Variability and Spread

  • Variability is larger at higher values of Y, indicating heteroscedasticity.
  • Scatter seems fairly constant across the range of X.
  • Transformation (e.g., log) makes the spread more even and symmetric.

Special Cases

  • Bimodality: One group shows two clusters (e.g., high vs. low performers).
  • Outliers: Unusually low or high values relative to the rest of the data.
  • Different groups sampled at different X ranges can mask trends if colors are ignored.

Interpretation Template

“Looking at the scatter plot, we see a [increasing / decreasing / exponential / linear / curved] relationship between X and Y. The [Group A] values are generally [higher/lower] than [Group B], and the lines appear [parallel/non-parallel], suggesting [no interaction / an interaction]. The scatter is [fairly constant / more variable at higher X], and a log transform would make the relationship more [linear/symmetric] with more even spread. There is also evidence of [outliers/bimodality/overlap at low X].”

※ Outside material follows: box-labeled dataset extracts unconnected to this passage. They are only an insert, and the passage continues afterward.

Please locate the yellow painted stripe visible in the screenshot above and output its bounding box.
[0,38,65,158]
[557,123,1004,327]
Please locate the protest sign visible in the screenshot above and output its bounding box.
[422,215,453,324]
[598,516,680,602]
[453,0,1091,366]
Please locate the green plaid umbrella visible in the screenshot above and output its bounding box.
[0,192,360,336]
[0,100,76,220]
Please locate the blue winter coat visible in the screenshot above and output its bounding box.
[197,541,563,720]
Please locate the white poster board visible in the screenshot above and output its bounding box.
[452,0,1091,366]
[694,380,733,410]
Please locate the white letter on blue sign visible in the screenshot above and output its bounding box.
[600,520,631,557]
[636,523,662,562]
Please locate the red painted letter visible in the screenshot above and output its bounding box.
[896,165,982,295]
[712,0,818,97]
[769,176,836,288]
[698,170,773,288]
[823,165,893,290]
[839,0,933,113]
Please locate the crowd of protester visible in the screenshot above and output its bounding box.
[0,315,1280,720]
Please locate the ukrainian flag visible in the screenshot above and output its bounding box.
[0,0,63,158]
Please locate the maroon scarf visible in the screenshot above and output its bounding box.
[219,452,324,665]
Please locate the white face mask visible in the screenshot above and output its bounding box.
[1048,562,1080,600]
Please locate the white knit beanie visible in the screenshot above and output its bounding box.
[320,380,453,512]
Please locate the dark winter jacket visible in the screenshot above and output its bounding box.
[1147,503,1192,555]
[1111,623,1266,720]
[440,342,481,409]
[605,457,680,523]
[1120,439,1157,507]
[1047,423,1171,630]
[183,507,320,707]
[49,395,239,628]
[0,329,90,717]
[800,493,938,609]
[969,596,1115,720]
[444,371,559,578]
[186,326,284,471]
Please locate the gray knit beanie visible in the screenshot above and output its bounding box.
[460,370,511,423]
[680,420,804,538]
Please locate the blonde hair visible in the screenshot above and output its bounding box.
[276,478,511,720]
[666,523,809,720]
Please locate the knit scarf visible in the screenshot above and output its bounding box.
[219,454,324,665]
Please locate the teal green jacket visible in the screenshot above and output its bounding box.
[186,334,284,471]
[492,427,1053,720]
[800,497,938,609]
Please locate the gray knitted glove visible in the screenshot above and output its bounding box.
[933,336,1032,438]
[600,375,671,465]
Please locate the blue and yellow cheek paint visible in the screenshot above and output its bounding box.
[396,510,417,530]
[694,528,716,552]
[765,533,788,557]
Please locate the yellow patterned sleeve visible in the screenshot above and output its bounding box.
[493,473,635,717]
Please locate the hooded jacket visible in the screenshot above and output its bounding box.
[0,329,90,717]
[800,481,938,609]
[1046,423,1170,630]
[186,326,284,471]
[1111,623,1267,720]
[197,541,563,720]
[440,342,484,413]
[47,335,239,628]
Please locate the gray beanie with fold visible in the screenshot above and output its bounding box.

Evaluating Model Appropriateness

Why a Log Model May Be Appropriate

  • Variance Stabilization: Because higher values of Y showed larger variability, logging Y made the scatter more even (constant variance).
  • Linearization: The original relationship looked exponential or curved, and logging made it approximately linear.
  • Skewness: The response was right-skewed; logging made it more symmetric.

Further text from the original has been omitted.